Elles prennent des mines, des poses, des attitudes, les gravosses ! Bouche en sortie de secours pour œuf pressé ! Mirettes aux cils clapoteurs… Elles vampent, elles troublent, elles fourragent dans les regards comme dans leur sac à main… Elles font l’inventaire des messieurs… Et eux, bonnes crêpes, jouent le jeu… Chemisettes, foulard de soie, futal de flanoche, crins calamistrés. Bravo, Cadoricin !
« Vous avez perdu vos lunettes de soleil, chère madeume ! »
« Oh ! merci messieur, vous êtes bien n’aimable ! »
Et allez-y ! À l’abordage ! Le sabre au vent !
« Qu’est-ce que vous faites ceu soir ? »
L’emballage ! La grande kermesse du Prends-moi-toute ! Tombola au bénéfice des laveries automatiques Machin… Premier lot : une Brosse-à-faire-reluire… Deuxième lot : une Paire-de-patins… Troisième lot : un exemplaire du Kamasoutra tiré sur japon impérial numéroté de droite à gauche !
Je me carapate de là ! Y a des moments où mes semblables m’ulcèrent. Je me contemple en eux comme en un miroir déformant ! Oh, c’te gueule ! c’te gueule, c’te binette !
De mon allure souple et dégagée, je franchis l’espace séparant les deux cheminées et je perçois alors des aboiements.

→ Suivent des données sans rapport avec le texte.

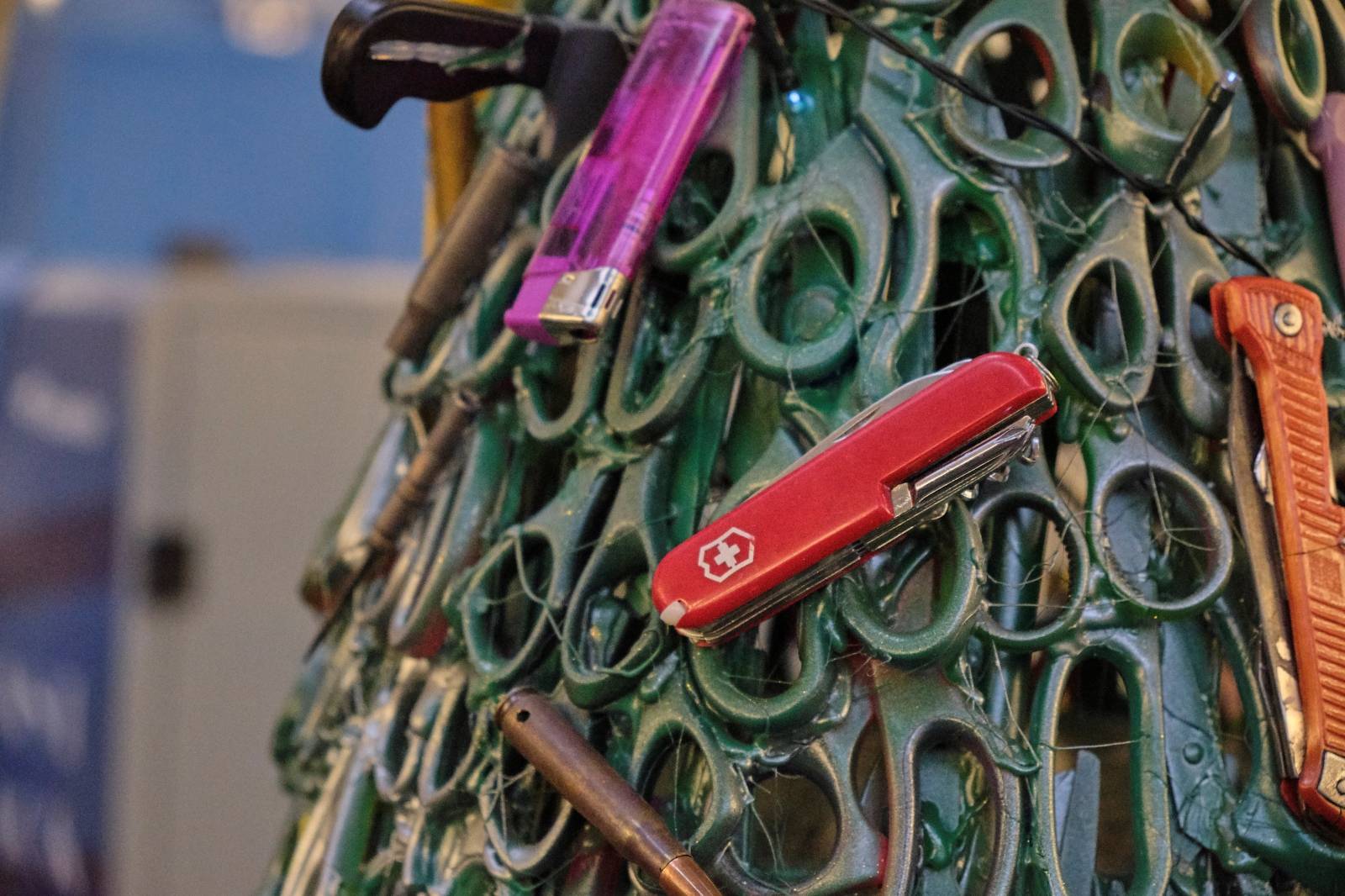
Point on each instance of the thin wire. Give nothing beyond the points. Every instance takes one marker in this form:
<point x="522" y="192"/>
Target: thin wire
<point x="1033" y="120"/>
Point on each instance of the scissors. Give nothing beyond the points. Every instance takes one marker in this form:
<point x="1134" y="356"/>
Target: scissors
<point x="1044" y="29"/>
<point x="919" y="709"/>
<point x="923" y="174"/>
<point x="1153" y="524"/>
<point x="454" y="539"/>
<point x="367" y="781"/>
<point x="669" y="346"/>
<point x="1116" y="370"/>
<point x="1305" y="257"/>
<point x="1288" y="57"/>
<point x="1196" y="374"/>
<point x="715" y="783"/>
<point x="1137" y="44"/>
<point x="831" y="210"/>
<point x="611" y="636"/>
<point x="340" y="551"/>
<point x="510" y="607"/>
<point x="1133" y="653"/>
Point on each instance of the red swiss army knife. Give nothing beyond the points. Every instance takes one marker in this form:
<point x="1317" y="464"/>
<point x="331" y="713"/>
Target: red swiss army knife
<point x="889" y="468"/>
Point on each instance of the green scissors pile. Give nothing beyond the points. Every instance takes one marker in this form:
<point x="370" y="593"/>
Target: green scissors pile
<point x="1052" y="689"/>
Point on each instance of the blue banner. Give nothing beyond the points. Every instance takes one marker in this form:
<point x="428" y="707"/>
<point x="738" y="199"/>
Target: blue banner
<point x="62" y="417"/>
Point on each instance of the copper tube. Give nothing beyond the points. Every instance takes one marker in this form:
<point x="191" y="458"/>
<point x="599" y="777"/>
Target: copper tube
<point x="584" y="777"/>
<point x="414" y="490"/>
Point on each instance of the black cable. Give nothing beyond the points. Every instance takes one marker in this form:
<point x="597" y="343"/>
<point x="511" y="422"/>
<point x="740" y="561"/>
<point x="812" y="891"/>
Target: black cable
<point x="1032" y="120"/>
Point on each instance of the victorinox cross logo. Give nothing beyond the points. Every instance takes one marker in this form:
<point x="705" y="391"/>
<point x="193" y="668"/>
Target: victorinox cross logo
<point x="726" y="555"/>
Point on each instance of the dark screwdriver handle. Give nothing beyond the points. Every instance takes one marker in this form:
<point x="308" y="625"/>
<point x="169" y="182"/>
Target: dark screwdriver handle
<point x="437" y="51"/>
<point x="412" y="494"/>
<point x="479" y="219"/>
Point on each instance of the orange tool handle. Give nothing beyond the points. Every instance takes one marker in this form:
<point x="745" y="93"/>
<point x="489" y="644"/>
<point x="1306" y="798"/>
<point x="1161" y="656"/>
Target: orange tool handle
<point x="1279" y="327"/>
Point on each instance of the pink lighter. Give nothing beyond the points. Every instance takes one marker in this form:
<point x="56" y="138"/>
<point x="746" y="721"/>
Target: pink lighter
<point x="618" y="194"/>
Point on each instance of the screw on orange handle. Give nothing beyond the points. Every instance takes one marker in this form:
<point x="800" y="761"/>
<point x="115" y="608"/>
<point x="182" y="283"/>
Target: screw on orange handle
<point x="1279" y="327"/>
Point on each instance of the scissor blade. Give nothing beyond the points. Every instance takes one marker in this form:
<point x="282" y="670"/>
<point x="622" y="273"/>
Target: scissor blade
<point x="1258" y="526"/>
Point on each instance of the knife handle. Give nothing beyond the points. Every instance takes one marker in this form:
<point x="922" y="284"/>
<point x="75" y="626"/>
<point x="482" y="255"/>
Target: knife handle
<point x="1279" y="327"/>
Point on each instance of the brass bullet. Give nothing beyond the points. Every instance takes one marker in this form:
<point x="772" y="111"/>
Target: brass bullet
<point x="584" y="777"/>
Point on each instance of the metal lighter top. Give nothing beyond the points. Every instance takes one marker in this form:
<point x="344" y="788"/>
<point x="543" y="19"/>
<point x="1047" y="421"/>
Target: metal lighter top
<point x="612" y="206"/>
<point x="894" y="466"/>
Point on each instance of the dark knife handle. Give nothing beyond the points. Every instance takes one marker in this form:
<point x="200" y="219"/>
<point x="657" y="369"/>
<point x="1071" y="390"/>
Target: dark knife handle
<point x="479" y="219"/>
<point x="423" y="45"/>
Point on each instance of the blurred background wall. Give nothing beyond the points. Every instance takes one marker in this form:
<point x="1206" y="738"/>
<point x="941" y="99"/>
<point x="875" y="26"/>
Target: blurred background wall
<point x="197" y="260"/>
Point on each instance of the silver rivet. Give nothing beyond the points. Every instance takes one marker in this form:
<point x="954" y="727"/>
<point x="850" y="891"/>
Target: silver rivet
<point x="1289" y="319"/>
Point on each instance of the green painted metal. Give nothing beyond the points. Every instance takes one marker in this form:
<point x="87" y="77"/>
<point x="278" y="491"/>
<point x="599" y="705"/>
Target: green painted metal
<point x="1033" y="694"/>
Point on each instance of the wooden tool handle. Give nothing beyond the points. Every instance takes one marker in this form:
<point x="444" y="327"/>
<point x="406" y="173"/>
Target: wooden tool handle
<point x="1279" y="327"/>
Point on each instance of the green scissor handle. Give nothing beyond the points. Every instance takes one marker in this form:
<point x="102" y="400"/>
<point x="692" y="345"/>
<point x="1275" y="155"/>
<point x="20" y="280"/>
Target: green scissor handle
<point x="1134" y="653"/>
<point x="461" y="542"/>
<point x="1203" y="528"/>
<point x="611" y="635"/>
<point x="1297" y="199"/>
<point x="662" y="356"/>
<point x="717" y="672"/>
<point x="918" y="710"/>
<point x="1288" y="57"/>
<point x="712" y="795"/>
<point x="1042" y="24"/>
<point x="511" y="603"/>
<point x="925" y="177"/>
<point x="1134" y="42"/>
<point x="1195" y="366"/>
<point x="450" y="759"/>
<point x="831" y="763"/>
<point x="842" y="194"/>
<point x="1031" y="488"/>
<point x="683" y="241"/>
<point x="533" y="387"/>
<point x="394" y="754"/>
<point x="961" y="575"/>
<point x="1118" y="260"/>
<point x="373" y="604"/>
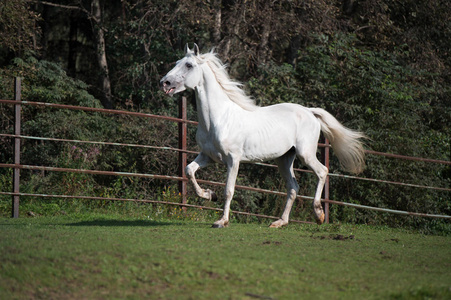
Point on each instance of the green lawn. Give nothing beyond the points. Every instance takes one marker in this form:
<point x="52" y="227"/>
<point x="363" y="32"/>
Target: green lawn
<point x="111" y="257"/>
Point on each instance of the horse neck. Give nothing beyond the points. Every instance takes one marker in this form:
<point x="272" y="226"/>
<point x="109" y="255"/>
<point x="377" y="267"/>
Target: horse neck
<point x="212" y="101"/>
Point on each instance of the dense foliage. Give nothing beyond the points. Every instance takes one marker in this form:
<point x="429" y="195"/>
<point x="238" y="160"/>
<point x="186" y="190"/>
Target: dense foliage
<point x="382" y="67"/>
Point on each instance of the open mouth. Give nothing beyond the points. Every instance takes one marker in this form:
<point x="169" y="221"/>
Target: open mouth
<point x="170" y="91"/>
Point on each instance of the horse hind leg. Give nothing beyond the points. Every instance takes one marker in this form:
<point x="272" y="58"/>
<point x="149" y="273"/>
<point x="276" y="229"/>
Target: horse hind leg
<point x="200" y="161"/>
<point x="285" y="164"/>
<point x="321" y="172"/>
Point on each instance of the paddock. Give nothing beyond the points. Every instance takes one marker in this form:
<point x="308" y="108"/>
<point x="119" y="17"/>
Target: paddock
<point x="182" y="153"/>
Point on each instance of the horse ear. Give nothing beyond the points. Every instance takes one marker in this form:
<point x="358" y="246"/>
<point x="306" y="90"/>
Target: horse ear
<point x="196" y="49"/>
<point x="187" y="49"/>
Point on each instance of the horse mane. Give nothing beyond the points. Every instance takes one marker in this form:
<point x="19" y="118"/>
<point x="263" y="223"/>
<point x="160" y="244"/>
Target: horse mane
<point x="233" y="89"/>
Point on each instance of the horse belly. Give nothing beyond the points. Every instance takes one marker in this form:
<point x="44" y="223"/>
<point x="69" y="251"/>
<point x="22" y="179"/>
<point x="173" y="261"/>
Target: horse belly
<point x="268" y="143"/>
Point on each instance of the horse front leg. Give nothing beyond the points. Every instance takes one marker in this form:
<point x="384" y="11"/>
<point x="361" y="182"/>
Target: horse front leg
<point x="232" y="172"/>
<point x="285" y="164"/>
<point x="200" y="161"/>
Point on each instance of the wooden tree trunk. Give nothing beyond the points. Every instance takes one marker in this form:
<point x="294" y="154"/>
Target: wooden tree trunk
<point x="101" y="54"/>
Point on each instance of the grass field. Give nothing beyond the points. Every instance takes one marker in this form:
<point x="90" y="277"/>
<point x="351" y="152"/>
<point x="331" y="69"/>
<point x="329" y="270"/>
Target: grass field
<point x="99" y="256"/>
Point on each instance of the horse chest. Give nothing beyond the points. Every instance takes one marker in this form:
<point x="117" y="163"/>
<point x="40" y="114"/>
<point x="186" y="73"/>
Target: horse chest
<point x="216" y="144"/>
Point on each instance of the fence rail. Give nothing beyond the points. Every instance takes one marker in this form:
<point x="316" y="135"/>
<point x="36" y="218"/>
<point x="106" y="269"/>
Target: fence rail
<point x="182" y="152"/>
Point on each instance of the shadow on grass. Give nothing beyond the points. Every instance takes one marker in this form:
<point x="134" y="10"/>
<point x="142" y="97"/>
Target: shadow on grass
<point x="124" y="223"/>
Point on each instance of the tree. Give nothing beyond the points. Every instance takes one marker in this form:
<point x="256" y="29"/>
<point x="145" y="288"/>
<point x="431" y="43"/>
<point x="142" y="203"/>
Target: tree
<point x="95" y="17"/>
<point x="18" y="30"/>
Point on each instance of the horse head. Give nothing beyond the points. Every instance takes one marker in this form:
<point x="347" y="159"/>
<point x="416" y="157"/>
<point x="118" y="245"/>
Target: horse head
<point x="185" y="75"/>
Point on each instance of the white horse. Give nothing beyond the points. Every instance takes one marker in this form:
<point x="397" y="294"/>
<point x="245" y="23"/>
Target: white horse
<point x="233" y="129"/>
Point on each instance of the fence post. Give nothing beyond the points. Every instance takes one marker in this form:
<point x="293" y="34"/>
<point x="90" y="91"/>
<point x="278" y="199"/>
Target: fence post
<point x="325" y="158"/>
<point x="16" y="171"/>
<point x="182" y="146"/>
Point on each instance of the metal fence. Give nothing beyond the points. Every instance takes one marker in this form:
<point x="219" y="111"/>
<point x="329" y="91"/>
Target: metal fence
<point x="182" y="151"/>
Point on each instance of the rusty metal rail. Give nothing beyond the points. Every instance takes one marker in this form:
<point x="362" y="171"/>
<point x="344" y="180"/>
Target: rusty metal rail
<point x="196" y="152"/>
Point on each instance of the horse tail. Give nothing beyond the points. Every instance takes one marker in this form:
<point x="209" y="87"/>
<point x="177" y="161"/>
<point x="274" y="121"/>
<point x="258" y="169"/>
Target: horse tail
<point x="346" y="143"/>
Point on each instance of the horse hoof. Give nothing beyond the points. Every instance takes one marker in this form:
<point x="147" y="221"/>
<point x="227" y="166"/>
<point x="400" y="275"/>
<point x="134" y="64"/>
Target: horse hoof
<point x="320" y="220"/>
<point x="278" y="224"/>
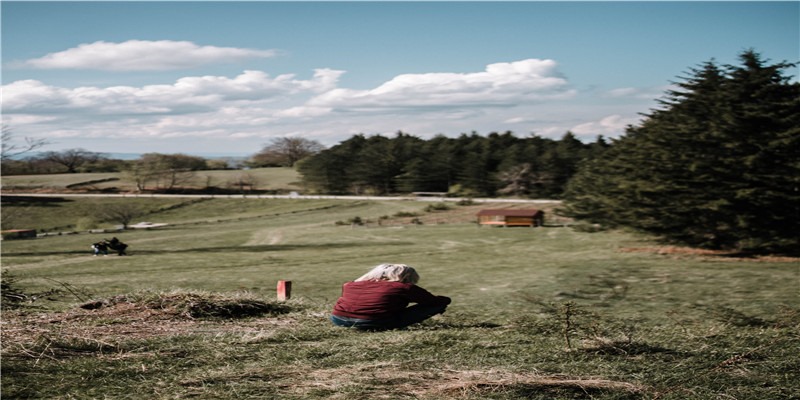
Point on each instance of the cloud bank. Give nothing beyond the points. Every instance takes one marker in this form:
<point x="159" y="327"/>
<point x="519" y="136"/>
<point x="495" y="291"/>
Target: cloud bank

Sur un bateau c’est plutôt curieux… Me fiant à mon ouïe, je grimpe un nouvel escadrin et me trouve dès lors sur une nouvelle plate-forme. Une porte basse est ouverte devant moi. Je m’aventure… Elle donne sur le chenil, car les chiens-chiens à leur douairière ne sont pas admis ailleurs qu’ici… J’avise une succession de grandes cages munies de barreaux… Deux représentants de l’espèce canine se font tartir dans deux boxes différents. L’un est un abominable pékinois aux yeux en boule de loto. L’autre un énorme boxer bringé à l’aspect peu engageant.